The goal of this software is to read a curling scoreboard. It will receive an image containing the scoreboard and attempt to read the score for each end.
- A single curling game consists of either 8 or 10 "ends" (think "innings" from baseball). In the event of a tie after all ends, there is the possibility that one additional end is played.
- After each end, one of the following happens:
- The red team scores between 1 and 8 points, inclusive.
- The yellow team scores between 1 and 8 points, inclusive.
- Neither team scores, and it is considered a "blank" end.
- Once the scoring team and number of points is determined, a player hangs on the scoreboard a card that represents the end that was just completed.
- The card is hung on the row that represents the scoring team: red on the top row, yellow on the bottom row.

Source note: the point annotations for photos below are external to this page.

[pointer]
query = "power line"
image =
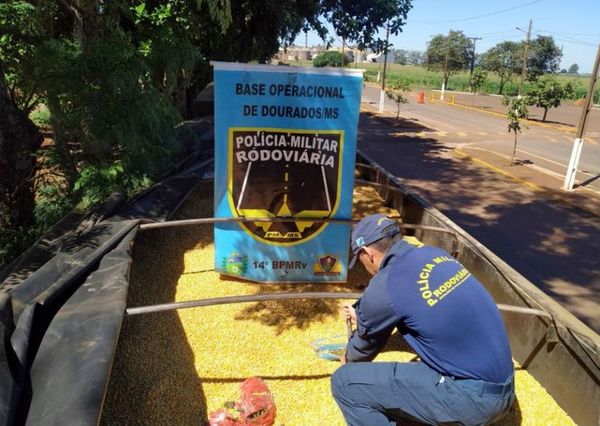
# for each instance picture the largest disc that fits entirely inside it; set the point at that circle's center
(478, 16)
(568, 39)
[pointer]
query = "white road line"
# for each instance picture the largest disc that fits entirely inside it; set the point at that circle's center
(552, 161)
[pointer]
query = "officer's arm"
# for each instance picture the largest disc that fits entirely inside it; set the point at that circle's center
(375, 321)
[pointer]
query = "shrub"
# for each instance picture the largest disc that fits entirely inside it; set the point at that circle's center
(331, 59)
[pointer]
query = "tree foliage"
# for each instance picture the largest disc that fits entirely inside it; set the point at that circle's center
(573, 69)
(117, 76)
(547, 93)
(448, 53)
(331, 58)
(504, 59)
(478, 78)
(516, 111)
(396, 91)
(543, 57)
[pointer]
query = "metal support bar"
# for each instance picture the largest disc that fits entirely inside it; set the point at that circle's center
(240, 299)
(289, 296)
(211, 220)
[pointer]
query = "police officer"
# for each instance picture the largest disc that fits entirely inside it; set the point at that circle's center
(465, 372)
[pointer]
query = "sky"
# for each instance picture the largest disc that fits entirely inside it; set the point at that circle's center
(574, 25)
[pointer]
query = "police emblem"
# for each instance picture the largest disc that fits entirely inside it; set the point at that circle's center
(235, 264)
(327, 265)
(284, 173)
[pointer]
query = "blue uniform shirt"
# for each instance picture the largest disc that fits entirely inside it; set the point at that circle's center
(442, 311)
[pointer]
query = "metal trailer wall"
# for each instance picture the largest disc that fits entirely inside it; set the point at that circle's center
(62, 302)
(563, 354)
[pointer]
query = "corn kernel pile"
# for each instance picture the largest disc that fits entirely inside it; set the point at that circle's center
(178, 367)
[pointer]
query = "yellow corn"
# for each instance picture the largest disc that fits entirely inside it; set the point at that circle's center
(177, 367)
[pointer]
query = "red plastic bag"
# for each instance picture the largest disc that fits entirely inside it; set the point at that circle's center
(255, 407)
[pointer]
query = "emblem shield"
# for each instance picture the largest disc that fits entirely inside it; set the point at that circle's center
(284, 173)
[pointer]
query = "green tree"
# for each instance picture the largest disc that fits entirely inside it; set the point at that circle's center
(396, 91)
(117, 76)
(547, 93)
(543, 57)
(414, 57)
(504, 59)
(573, 69)
(400, 56)
(477, 80)
(331, 58)
(19, 137)
(516, 111)
(449, 54)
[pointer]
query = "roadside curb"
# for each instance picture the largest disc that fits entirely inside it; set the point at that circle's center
(567, 129)
(562, 128)
(568, 201)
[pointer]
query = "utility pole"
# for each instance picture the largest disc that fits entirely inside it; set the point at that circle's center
(578, 142)
(472, 60)
(447, 43)
(385, 50)
(524, 57)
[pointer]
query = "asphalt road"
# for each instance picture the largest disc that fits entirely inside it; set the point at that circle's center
(553, 245)
(542, 147)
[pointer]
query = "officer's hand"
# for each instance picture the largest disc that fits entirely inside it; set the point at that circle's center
(348, 312)
(343, 358)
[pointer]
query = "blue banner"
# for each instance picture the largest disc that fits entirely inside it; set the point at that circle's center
(285, 147)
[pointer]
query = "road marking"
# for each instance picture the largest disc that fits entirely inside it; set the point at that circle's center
(553, 162)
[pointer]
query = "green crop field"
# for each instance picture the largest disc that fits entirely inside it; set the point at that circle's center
(420, 78)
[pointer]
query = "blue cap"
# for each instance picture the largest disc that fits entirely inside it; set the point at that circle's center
(370, 230)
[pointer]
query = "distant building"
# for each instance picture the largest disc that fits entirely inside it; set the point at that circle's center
(379, 57)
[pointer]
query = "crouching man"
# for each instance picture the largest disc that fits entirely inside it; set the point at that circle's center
(465, 373)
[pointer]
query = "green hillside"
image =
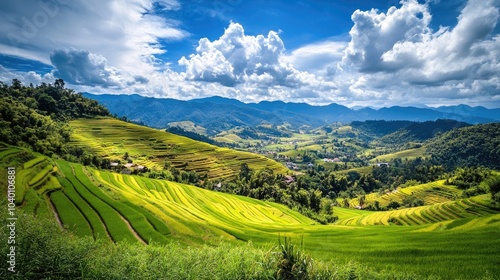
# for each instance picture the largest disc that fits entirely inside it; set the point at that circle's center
(115, 207)
(112, 138)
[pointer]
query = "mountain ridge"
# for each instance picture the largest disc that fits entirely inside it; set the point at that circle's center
(219, 113)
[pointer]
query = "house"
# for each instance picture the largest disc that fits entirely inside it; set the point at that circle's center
(141, 168)
(289, 179)
(129, 165)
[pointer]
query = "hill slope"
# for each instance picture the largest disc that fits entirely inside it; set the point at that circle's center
(477, 145)
(123, 207)
(112, 138)
(218, 114)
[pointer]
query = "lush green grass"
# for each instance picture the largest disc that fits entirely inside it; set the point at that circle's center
(429, 193)
(406, 154)
(439, 212)
(137, 220)
(115, 224)
(112, 138)
(98, 228)
(34, 162)
(70, 215)
(54, 254)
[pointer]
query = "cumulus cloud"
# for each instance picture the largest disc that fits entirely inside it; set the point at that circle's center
(397, 54)
(25, 77)
(126, 32)
(236, 58)
(81, 67)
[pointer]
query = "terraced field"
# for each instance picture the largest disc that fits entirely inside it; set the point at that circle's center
(33, 179)
(460, 235)
(406, 154)
(195, 212)
(112, 138)
(435, 213)
(429, 193)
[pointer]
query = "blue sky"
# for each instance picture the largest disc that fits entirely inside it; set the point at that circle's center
(351, 52)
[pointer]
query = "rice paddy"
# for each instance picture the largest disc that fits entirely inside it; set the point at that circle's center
(448, 239)
(112, 138)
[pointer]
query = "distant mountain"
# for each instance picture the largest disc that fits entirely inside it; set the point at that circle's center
(420, 132)
(218, 113)
(380, 128)
(468, 111)
(477, 145)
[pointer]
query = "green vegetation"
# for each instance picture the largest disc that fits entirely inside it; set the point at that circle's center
(36, 116)
(425, 221)
(419, 132)
(111, 139)
(196, 216)
(477, 145)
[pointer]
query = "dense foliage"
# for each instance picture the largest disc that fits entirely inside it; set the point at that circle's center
(51, 253)
(419, 132)
(190, 134)
(477, 145)
(380, 127)
(37, 116)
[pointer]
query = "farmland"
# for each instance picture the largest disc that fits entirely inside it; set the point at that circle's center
(111, 138)
(137, 210)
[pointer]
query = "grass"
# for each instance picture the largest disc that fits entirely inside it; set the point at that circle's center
(445, 245)
(70, 215)
(150, 147)
(98, 228)
(409, 154)
(116, 226)
(439, 212)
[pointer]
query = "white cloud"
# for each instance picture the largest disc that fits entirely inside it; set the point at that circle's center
(126, 32)
(237, 58)
(396, 57)
(392, 57)
(26, 78)
(315, 58)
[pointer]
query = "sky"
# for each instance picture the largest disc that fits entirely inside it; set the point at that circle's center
(376, 53)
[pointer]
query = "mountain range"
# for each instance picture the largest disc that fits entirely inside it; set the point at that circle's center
(217, 113)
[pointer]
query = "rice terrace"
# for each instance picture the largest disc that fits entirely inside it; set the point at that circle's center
(269, 140)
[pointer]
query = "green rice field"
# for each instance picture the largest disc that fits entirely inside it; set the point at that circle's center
(448, 239)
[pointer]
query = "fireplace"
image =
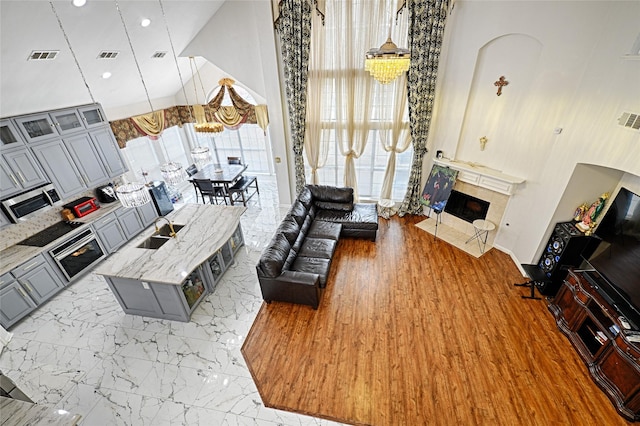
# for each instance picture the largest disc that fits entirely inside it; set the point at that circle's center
(466, 207)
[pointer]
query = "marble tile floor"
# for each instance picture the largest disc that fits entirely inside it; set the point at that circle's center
(81, 353)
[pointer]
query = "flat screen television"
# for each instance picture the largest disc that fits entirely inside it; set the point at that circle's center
(614, 267)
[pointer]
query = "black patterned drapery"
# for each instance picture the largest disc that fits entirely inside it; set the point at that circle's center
(294, 27)
(426, 27)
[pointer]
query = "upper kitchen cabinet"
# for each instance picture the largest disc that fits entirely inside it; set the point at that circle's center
(19, 171)
(36, 127)
(108, 150)
(93, 116)
(9, 135)
(67, 121)
(55, 159)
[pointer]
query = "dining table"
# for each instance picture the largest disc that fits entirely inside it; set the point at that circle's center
(223, 175)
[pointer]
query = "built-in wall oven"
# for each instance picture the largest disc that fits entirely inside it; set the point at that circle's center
(77, 253)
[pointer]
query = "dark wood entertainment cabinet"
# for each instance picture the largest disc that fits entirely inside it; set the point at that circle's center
(596, 332)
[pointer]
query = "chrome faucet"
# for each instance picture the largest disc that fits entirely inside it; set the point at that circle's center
(172, 234)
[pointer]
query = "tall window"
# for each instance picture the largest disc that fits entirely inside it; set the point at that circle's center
(348, 111)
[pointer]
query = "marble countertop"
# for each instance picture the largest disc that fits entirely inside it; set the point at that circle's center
(16, 255)
(25, 413)
(207, 228)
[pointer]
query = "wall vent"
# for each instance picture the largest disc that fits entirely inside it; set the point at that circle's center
(40, 55)
(630, 120)
(105, 54)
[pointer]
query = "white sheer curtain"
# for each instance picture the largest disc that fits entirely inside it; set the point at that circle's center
(346, 106)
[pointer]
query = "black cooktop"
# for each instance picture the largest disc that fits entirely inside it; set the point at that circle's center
(50, 234)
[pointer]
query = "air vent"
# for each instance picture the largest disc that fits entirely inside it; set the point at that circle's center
(108, 55)
(40, 55)
(629, 120)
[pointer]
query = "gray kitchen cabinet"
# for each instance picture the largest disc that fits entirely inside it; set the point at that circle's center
(130, 221)
(27, 286)
(67, 121)
(15, 304)
(107, 148)
(148, 214)
(36, 127)
(38, 278)
(24, 168)
(9, 135)
(159, 300)
(110, 232)
(87, 160)
(93, 116)
(58, 164)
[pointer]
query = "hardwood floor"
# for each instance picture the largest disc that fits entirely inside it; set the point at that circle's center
(412, 331)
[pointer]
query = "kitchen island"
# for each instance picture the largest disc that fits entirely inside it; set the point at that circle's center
(164, 276)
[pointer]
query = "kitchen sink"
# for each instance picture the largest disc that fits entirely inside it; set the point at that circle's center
(165, 230)
(154, 242)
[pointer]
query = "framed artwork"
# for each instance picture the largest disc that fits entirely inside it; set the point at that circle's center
(438, 187)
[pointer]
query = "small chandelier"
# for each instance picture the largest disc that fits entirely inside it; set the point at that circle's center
(133, 194)
(388, 62)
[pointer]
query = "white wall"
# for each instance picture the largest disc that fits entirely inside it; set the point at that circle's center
(575, 79)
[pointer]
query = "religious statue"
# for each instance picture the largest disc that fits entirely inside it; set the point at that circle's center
(588, 219)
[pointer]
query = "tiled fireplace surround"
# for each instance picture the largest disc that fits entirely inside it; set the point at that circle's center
(498, 204)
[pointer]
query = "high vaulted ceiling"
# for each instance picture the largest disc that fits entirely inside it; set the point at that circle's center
(40, 25)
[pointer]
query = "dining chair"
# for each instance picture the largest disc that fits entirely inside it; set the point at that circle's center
(192, 170)
(213, 192)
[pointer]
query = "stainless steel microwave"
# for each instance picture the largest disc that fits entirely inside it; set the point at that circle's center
(22, 206)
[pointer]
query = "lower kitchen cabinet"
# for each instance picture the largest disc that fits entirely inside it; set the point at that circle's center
(160, 300)
(26, 287)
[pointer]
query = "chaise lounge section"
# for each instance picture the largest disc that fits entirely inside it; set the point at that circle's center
(295, 265)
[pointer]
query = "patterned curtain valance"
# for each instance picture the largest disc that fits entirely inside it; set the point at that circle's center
(151, 124)
(232, 116)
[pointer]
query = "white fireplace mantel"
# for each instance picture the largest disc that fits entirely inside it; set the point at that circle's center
(482, 176)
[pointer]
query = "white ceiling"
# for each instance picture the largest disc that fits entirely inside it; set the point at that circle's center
(34, 86)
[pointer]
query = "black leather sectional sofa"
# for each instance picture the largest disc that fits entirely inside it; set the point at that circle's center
(295, 265)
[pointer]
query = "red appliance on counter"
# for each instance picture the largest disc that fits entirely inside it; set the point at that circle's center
(83, 206)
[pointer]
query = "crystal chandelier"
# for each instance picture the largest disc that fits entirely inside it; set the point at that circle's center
(388, 62)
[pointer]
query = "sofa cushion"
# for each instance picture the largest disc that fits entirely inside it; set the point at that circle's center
(331, 193)
(289, 228)
(298, 212)
(274, 256)
(363, 216)
(323, 229)
(306, 198)
(314, 265)
(317, 247)
(328, 205)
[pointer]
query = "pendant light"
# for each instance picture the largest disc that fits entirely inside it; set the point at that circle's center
(389, 61)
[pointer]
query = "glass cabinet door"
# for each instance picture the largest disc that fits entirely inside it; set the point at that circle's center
(193, 287)
(67, 121)
(37, 127)
(9, 136)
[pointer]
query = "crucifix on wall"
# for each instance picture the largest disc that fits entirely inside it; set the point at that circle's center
(500, 84)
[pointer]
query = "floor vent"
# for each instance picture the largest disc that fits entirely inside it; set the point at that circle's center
(108, 55)
(40, 55)
(630, 120)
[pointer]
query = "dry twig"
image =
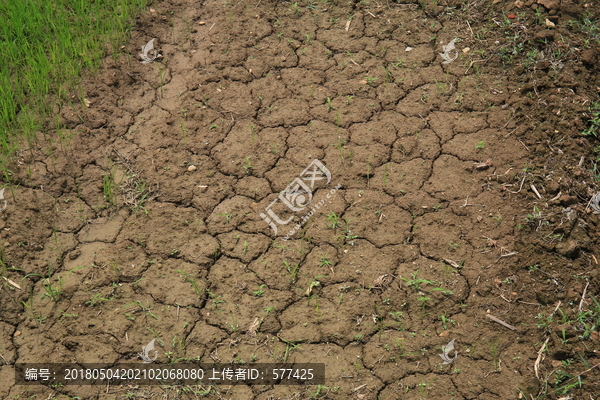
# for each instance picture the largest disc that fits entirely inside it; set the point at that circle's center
(536, 365)
(506, 325)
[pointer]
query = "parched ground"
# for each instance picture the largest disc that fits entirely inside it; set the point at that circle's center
(463, 192)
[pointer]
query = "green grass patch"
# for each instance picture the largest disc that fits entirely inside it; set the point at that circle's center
(44, 45)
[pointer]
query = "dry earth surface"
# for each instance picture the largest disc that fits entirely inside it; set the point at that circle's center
(142, 220)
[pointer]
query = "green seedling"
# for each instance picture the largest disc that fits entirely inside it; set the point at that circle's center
(333, 219)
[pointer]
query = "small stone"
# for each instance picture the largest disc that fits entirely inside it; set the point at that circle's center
(549, 4)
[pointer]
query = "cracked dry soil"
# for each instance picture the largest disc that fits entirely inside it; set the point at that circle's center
(143, 220)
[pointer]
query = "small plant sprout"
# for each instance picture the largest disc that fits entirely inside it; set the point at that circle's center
(333, 219)
(247, 165)
(259, 292)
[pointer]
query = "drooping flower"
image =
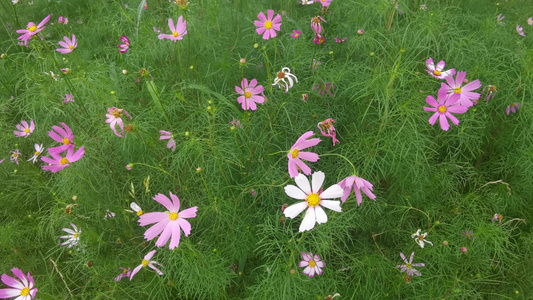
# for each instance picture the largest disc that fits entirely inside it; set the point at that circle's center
(420, 239)
(24, 130)
(358, 184)
(409, 265)
(313, 199)
(38, 150)
(512, 108)
(170, 223)
(327, 129)
(295, 155)
(285, 73)
(437, 71)
(32, 30)
(123, 48)
(266, 25)
(443, 108)
(22, 288)
(177, 32)
(250, 94)
(126, 272)
(58, 163)
(147, 262)
(73, 236)
(114, 117)
(68, 45)
(312, 263)
(167, 135)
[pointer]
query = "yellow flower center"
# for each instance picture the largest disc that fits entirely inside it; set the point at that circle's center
(173, 216)
(294, 153)
(313, 199)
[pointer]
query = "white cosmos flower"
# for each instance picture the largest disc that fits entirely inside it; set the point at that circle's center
(313, 200)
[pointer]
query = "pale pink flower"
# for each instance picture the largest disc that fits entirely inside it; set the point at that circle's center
(22, 288)
(169, 223)
(177, 32)
(68, 45)
(147, 262)
(250, 94)
(114, 117)
(313, 199)
(444, 107)
(58, 162)
(438, 70)
(32, 30)
(266, 25)
(312, 263)
(24, 130)
(295, 155)
(359, 184)
(167, 135)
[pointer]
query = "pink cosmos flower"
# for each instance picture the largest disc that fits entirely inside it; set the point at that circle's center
(125, 273)
(296, 34)
(465, 92)
(268, 26)
(32, 30)
(250, 94)
(409, 265)
(123, 48)
(313, 199)
(170, 223)
(177, 32)
(147, 262)
(22, 289)
(68, 45)
(327, 129)
(295, 156)
(167, 135)
(437, 71)
(512, 108)
(24, 130)
(359, 184)
(114, 117)
(58, 163)
(312, 263)
(444, 107)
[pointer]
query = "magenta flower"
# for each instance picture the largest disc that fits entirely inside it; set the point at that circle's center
(126, 272)
(295, 155)
(123, 48)
(268, 26)
(24, 130)
(250, 94)
(114, 117)
(312, 263)
(167, 135)
(296, 34)
(437, 71)
(443, 108)
(68, 45)
(32, 30)
(147, 262)
(22, 288)
(512, 108)
(177, 32)
(454, 87)
(170, 223)
(327, 129)
(409, 265)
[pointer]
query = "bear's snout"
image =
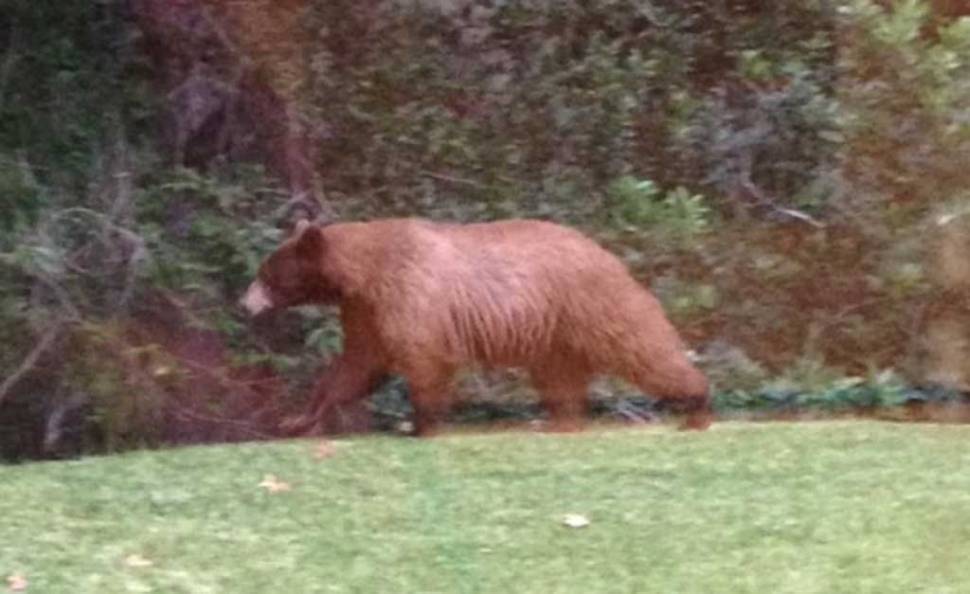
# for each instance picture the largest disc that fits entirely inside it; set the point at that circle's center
(257, 299)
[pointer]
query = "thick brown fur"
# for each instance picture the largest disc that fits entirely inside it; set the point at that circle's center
(423, 299)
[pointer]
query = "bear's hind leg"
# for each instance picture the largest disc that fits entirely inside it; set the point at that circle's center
(428, 392)
(563, 393)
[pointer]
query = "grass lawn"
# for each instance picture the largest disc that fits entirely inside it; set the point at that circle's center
(845, 506)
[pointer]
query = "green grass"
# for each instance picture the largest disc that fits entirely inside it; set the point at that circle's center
(762, 508)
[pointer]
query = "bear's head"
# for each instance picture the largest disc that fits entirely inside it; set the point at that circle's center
(293, 274)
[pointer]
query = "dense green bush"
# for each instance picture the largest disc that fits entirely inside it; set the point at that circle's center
(771, 169)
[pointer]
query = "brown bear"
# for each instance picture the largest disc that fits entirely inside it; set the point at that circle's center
(422, 299)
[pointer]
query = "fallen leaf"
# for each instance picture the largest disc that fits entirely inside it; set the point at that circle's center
(274, 485)
(323, 450)
(16, 582)
(575, 521)
(137, 561)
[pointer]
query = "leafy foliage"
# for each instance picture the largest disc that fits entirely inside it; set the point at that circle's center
(770, 169)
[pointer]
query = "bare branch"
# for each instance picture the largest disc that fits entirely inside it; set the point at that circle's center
(30, 360)
(761, 198)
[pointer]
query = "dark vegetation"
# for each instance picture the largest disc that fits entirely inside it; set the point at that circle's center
(789, 177)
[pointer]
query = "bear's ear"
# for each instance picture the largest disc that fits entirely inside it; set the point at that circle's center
(309, 240)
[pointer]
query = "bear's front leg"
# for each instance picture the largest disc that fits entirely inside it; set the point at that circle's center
(349, 378)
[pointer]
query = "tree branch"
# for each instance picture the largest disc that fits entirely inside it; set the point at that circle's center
(30, 360)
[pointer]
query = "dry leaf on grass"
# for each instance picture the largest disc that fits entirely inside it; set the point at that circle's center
(324, 449)
(137, 561)
(16, 582)
(575, 521)
(274, 485)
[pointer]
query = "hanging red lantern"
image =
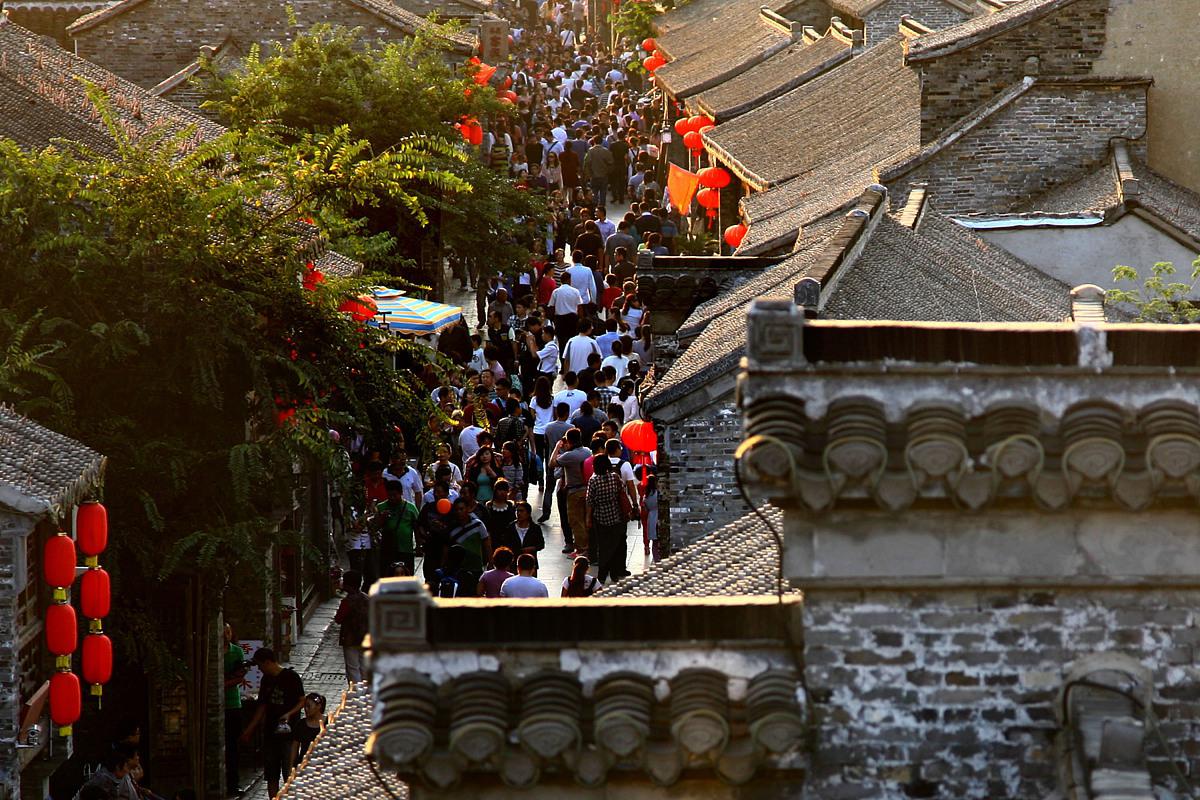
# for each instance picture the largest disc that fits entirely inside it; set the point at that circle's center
(91, 529)
(713, 178)
(735, 234)
(359, 308)
(59, 563)
(709, 198)
(95, 594)
(61, 630)
(66, 701)
(97, 661)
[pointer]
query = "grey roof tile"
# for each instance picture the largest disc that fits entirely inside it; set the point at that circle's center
(777, 74)
(336, 765)
(41, 470)
(851, 119)
(978, 29)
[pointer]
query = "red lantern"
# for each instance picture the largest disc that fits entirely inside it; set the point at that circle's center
(95, 594)
(66, 701)
(97, 661)
(359, 308)
(735, 234)
(713, 178)
(61, 630)
(709, 198)
(59, 560)
(91, 528)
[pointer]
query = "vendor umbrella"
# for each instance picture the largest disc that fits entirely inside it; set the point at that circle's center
(411, 316)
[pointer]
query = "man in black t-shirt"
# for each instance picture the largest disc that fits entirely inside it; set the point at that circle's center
(280, 699)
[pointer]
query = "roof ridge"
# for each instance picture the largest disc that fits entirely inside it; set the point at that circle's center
(813, 290)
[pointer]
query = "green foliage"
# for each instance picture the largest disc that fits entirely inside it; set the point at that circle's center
(401, 97)
(1158, 299)
(153, 310)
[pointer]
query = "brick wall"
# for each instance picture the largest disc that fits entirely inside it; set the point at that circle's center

- The card is hung directly above or below the number from the middle row that represents the total number of points for that team up through that end.
Based on the above, we can make the following assumptions:
- Each row of numbers will always be in ascending order.
- The distance between two black cards on the same row will never be greater than 8.
And these are invalid assumptions:
- Every black number will appear on the scoreboard (there is the possibility of blank ends).
- Every red number will have a black card above or below it.
- A red number will not have a black card both above and below it (the score may be tied).
- Each row has at least one black card (if the team has not scored yet, they will not have any black cards).
- Scores of 1, 2, and 3 points are very common. Increasing from there they become more rare. Scores of 7 happen a few times a year, and scores of 8 happen once every few years.
- It is possible to score more than 12 points in a game, but it's uncommon, and the scoreboards don't support these high scores.
Here is an outline of tasks implemented by this software.
This will end up being the source material for CV scoreboard reading. There will be up to 4 cameras capturing 4 different scoreboards simultaneously. For each image captured by one of the cameras, it must flow through the remaining tasks.
Example of a still image captured by the the camera (note: this is a contrived example):
Also have a look at Scoreboard B. I may be able to adjust the focus on the camera to improve the image quality of the Scoreboard C camera.
For a few hundred real scoreboard examples, see Sample scoreboard images in Google Drive.
Using the scoreboard templates (tl, tr, bl, br), find the four corners of the scoreboard. Then apply a four-point transform to normalize the rectangle of the scoreboard and crop it.
If the scoreboard can't be identified, ignore the image and wait for a new one to process.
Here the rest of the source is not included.